This series of articles, “The Rational Clinical Examination” in JAMA is by far one of my favorite approaches to medicine. They ask simple clinical questions, and they do literature searches to find evidence to apply. Additionally, the form in which they distill the evidence tends to be likelihood ratios – a far more useful statistical construct in estimating how a particular finding contributes to ruling-in or ruling-out disease.
This most recent literature review covers gastrointestinal bleeding – and it covers a few worthwhile points. Most encouragingly, the authors are exceedingly skeptical about the utility of NG tube placement – reasonable positive LR for UGIB, but, as the authors note, a suspected source is usually well-established prior to NG tube placement. Additionally, they note that the NG lavage does not tend to influence final patient-oriented outcomes – and lean towards not recommending its use. Secondly, they also cover the Blatchford and Rockall scores, which are decision instruments that might have value in helping triage patients for outpatient management.
“Does This Patient Have a Severe Upper Gastrointestinal Bleed?”
www.ncbi.nlm.nih.gov/pubmed/22416103
can you explain, in laymans terms, what a positive LR and a negative LR effectively mean?

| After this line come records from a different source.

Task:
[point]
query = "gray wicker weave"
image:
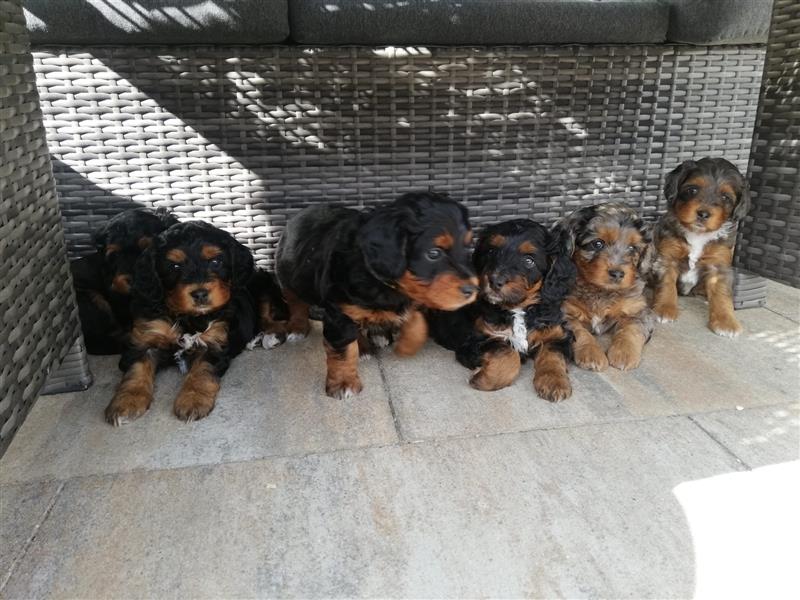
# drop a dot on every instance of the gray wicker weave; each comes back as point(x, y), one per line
point(38, 316)
point(245, 136)
point(770, 238)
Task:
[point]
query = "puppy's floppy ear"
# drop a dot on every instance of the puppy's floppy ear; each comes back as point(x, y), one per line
point(561, 275)
point(242, 263)
point(382, 239)
point(147, 292)
point(742, 203)
point(674, 179)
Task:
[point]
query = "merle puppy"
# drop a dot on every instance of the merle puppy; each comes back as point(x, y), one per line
point(103, 280)
point(190, 306)
point(370, 272)
point(525, 272)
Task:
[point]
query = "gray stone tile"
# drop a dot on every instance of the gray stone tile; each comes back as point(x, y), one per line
point(272, 402)
point(783, 299)
point(432, 398)
point(758, 436)
point(571, 512)
point(686, 369)
point(22, 508)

The brilliant Stephen McGee can do more for you than I can: http://www.ncbi.nlm.nih.gov/pmc/articles/PMC1495095/
But, in short, a positive LR of 5.0 makes a diagnosis approximately 30% more likely, and a negative LR of 0.2 makes a diagnosis approximately 30% less likely. Table 1 of Dr. McGee's article expands these estimates for other values of positive and negative LR.
Thanks for providing such a great article. "The Rational Clinical Examination" is also one of my favorites. Likelihood ratios should definitely be used more often in clinical practice, they're helpful from different points of view: increase patient's safety, save money, and sharpens your clinical gestalt.